“What’s so crazy about renewables is [that] both political arguments are true,” says Pier LaFarge, a cofounder at Sparkfund, a utility services company. “They are the cheapest power at the source of generation—but they are also raising rates because of downstream upgrades to the distribution grid.”
Just reintroducing tax credits for wind and solar wouldn’t be enough to stave off the worst impacts of climate change. The UCS study also modeled the costs of policies that would more seriously decarbonize the US grid as demand rises from AI. This includes more stringent power plant regulations and more investment in the transmission upgrades that renewable energy needs. This scenario, the analysis finds, would slightly raise wholesale electricity costs through 2050, by about $412 billion—a 7 percent increase. However, the analysis finds, it would avoid up to $13 trillion in climate costs: damages incurred by floods, wildfires, droughts, and other extreme weather worldwide, as well as the local health costs associated with dirty power plants. (Earlier this month, the EPA announced that it would no longer factor in the costs of lives saved from excess pollution when considering pollution policies around power plants.)

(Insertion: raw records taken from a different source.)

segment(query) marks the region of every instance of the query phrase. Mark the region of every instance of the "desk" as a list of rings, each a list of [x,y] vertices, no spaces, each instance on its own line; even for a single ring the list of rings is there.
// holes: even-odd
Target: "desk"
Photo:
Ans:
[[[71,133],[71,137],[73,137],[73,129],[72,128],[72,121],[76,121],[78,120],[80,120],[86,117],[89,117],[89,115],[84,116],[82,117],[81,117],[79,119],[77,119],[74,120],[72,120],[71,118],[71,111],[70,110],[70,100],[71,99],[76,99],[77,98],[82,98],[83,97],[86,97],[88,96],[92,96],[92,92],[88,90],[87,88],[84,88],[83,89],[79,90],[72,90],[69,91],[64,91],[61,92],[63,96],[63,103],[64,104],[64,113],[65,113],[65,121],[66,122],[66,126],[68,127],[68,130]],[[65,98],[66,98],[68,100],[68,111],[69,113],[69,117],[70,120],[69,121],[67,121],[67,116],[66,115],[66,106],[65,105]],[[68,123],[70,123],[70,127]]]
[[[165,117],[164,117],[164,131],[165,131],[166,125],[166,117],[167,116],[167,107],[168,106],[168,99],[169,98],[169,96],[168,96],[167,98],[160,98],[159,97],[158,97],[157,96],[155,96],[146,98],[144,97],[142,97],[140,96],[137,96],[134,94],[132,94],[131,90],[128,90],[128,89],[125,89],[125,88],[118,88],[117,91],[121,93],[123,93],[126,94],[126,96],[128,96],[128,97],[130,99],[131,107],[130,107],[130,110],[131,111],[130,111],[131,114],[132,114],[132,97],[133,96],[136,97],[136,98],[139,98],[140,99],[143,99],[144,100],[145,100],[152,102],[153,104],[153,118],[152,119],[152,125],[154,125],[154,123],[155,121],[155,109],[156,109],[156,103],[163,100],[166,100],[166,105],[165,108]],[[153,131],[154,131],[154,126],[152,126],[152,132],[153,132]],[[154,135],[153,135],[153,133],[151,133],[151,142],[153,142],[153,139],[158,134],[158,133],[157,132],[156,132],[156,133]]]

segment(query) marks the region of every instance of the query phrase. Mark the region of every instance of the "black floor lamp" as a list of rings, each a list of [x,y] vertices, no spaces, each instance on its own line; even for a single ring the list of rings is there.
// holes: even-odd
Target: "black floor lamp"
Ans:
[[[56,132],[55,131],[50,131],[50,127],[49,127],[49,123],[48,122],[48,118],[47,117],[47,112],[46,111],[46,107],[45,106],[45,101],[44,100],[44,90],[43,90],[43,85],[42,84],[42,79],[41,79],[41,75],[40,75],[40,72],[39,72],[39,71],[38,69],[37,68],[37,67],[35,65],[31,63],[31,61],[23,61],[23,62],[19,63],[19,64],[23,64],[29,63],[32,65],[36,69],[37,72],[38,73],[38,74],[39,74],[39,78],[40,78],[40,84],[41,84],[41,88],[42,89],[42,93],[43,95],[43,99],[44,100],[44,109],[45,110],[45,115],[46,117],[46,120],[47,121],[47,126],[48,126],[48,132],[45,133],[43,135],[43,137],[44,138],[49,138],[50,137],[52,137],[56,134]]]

Much of the US grid is in serious need of upgrades, especially if the country becomes serious about moving off fossil fuels. Part of the challenge of the next few years is going to be ensuring that the upgrades the grid needs—with or without more renewables—are not unfairly pushed on to consumers.
“There definitely needs to be much stronger guardrails in place for data centers themselves, as well as for making sure that we have enough electricity capacity and generation in place to power those data centers, and that it doesn’t take away from other customers,” Clemmer says.
Despite the Trump administration’s aggressive attacks on renewables and eye-watering figures for energy demands from AI, there’s some reason to hope. LaForge believes that utilities’ increasing deployment of batteries, coupled with contracts that make data centers pay for infrastructure and other associated costs, will help drive electric rates down for regular consumers. (Unlike credits for wind and solar, tax credits for batteries mostly made it through the One Big Beautiful Bill negotiations.) In this scenario, the US could look more like Texas: tons of cheap wind and solar on the grid, a few gas plants, and installing a lot of batteries.
“The good news is that, just like the Biden administration couldn’t control the fate of the universe, neither can the Trump administration,” he says, pointing out that solar, wind, and storage made up more than 90 percent of new power put on the grid last year. “We’re building more renewables more quickly in more places for purely economic reasons.”